Neolithic Mehrgarh is a 9,000 years old site of settlement of Katchi district at the foot of Bolan Pass near Sibi. Supported by Pakistan's Department of Archaeology, French archaeologists are carrying out extensive excavations here for some years. The excavations, studies and research have led to pushing back these settlements to some 9,000 years. Thus the chronology of civilization in Pakistan established through the study of Meonjodaro and Harappa has been pushed back by over 4,000 years.

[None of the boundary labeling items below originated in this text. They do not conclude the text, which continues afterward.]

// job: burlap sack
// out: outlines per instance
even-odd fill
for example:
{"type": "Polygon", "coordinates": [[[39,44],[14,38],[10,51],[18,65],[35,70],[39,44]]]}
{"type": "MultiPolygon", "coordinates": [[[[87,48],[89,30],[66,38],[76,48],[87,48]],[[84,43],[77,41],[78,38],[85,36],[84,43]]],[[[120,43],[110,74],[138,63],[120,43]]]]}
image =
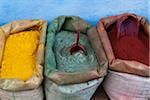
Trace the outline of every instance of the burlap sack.
{"type": "Polygon", "coordinates": [[[13,33],[24,30],[38,30],[40,34],[37,49],[37,63],[33,76],[27,80],[0,79],[0,88],[10,91],[27,90],[39,87],[43,80],[44,45],[47,22],[45,20],[19,20],[0,27],[0,66],[2,65],[3,52],[7,37],[13,33]]]}
{"type": "Polygon", "coordinates": [[[47,100],[90,100],[103,78],[80,84],[57,85],[49,79],[45,80],[45,96],[47,100]]]}
{"type": "Polygon", "coordinates": [[[5,91],[0,89],[0,100],[43,100],[44,92],[42,86],[24,91],[5,91]]]}
{"type": "MultiPolygon", "coordinates": [[[[102,41],[105,53],[109,60],[109,68],[111,70],[148,77],[150,76],[150,66],[142,64],[137,61],[122,60],[122,59],[115,58],[115,55],[114,55],[114,52],[110,43],[110,39],[107,34],[107,28],[111,26],[112,24],[116,23],[116,21],[122,16],[136,17],[139,23],[142,25],[145,34],[148,34],[147,36],[150,36],[150,31],[149,31],[150,26],[149,26],[148,21],[146,21],[144,17],[138,16],[135,14],[125,13],[125,14],[121,14],[117,16],[110,16],[110,17],[101,19],[97,26],[98,35],[96,38],[102,41]]],[[[96,45],[96,47],[97,46],[98,45],[96,45]]]]}
{"type": "Polygon", "coordinates": [[[55,61],[55,54],[53,51],[53,45],[55,41],[56,33],[60,31],[71,31],[76,33],[77,27],[80,26],[80,31],[82,34],[87,34],[88,30],[92,27],[90,24],[85,22],[79,17],[75,16],[60,16],[56,18],[51,25],[48,27],[47,33],[47,43],[46,43],[46,58],[45,58],[45,76],[56,84],[72,84],[72,83],[82,83],[89,80],[97,79],[106,75],[107,72],[107,59],[101,42],[93,33],[89,31],[88,38],[94,43],[98,42],[100,45],[97,48],[98,52],[97,59],[99,59],[99,64],[95,69],[83,70],[80,72],[61,72],[57,69],[57,64],[55,61]]]}

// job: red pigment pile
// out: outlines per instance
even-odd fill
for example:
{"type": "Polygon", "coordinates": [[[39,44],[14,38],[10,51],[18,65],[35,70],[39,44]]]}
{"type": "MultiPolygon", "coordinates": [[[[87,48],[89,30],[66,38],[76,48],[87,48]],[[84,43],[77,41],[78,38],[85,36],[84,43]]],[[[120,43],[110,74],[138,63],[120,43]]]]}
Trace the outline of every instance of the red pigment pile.
{"type": "Polygon", "coordinates": [[[123,29],[124,33],[121,33],[119,37],[116,23],[108,27],[107,32],[115,57],[124,60],[134,60],[149,65],[148,35],[144,33],[141,26],[140,28],[138,27],[138,34],[135,34],[135,30],[132,31],[132,26],[130,28],[128,26],[127,28],[131,30],[127,31],[123,29]]]}

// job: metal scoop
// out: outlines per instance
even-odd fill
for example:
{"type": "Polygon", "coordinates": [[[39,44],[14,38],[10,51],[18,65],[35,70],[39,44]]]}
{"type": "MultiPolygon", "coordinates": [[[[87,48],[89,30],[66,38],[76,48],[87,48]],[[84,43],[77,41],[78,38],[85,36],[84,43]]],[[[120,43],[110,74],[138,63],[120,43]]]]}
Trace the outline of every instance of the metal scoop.
{"type": "Polygon", "coordinates": [[[78,29],[77,30],[77,38],[76,38],[76,43],[73,44],[71,47],[70,47],[70,53],[71,55],[73,53],[76,53],[76,52],[79,52],[79,51],[83,51],[83,53],[86,55],[87,54],[87,51],[86,51],[86,47],[82,44],[79,43],[79,40],[80,40],[80,30],[78,29]]]}

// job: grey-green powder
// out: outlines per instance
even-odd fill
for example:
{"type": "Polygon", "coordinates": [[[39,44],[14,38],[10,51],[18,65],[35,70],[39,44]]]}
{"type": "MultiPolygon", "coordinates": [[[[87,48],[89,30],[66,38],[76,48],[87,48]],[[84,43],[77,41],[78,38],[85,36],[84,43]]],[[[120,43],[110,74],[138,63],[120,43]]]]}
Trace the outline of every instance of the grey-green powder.
{"type": "Polygon", "coordinates": [[[87,55],[82,51],[70,54],[69,49],[76,41],[74,32],[61,31],[55,37],[54,52],[57,69],[63,72],[78,72],[97,67],[98,62],[94,51],[84,34],[80,34],[80,43],[85,45],[87,55]]]}

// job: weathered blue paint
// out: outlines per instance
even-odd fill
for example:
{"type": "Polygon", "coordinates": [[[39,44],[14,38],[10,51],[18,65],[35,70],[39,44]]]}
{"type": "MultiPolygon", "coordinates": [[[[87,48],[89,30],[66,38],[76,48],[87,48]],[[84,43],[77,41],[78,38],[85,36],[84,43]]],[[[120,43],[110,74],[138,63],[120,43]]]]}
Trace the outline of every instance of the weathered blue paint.
{"type": "Polygon", "coordinates": [[[0,0],[0,25],[19,19],[46,19],[77,15],[96,25],[102,17],[124,12],[145,16],[149,0],[0,0]]]}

Research shows that the people here had lived in houses and were involved in hunting, domestication of animals and farming cereals like barley and wheat and later cotton too. This hunting-farming society developed gradually and their pursuits were creative. During the early period these people used stone and bone tools i.e. polished stone-axes, flint blades and bone-pointers. By the 6,000 BC, the hand-made pottery appeared and in 5th millennium BC, metallurgy and potter-wheel were introduced and they produced some fine terra-cotta figurine and pottery with geometric designs.
Subsequently they produced and wore ornaments of beads, seashells and semi-precious stones like Lapis Lazuli. A museum has been set up at Sibi where a wide range of rare finds from the site of Mehrgarh is on display.
Balochistan Coastline:
The Balochistan coastline extends over 750 kms. From Hub near Karachi to the Gwadar Bay on Pakistan-Iran border.The coastal tribes are as colourful as that of central and upper Balochistan. Their colourful costumes, songs and dances are equally fascinating. The whole area is rich with long unspoilt golden sunny beaches and a variety of sea fish. Because of the importance of this coast Pasni, Jiwani and Gwadar, the three important coastal towns, have been linked by air with Karachi and Quetta. Gaddani Beach near Karachi is an excellent seaside spot for picnic.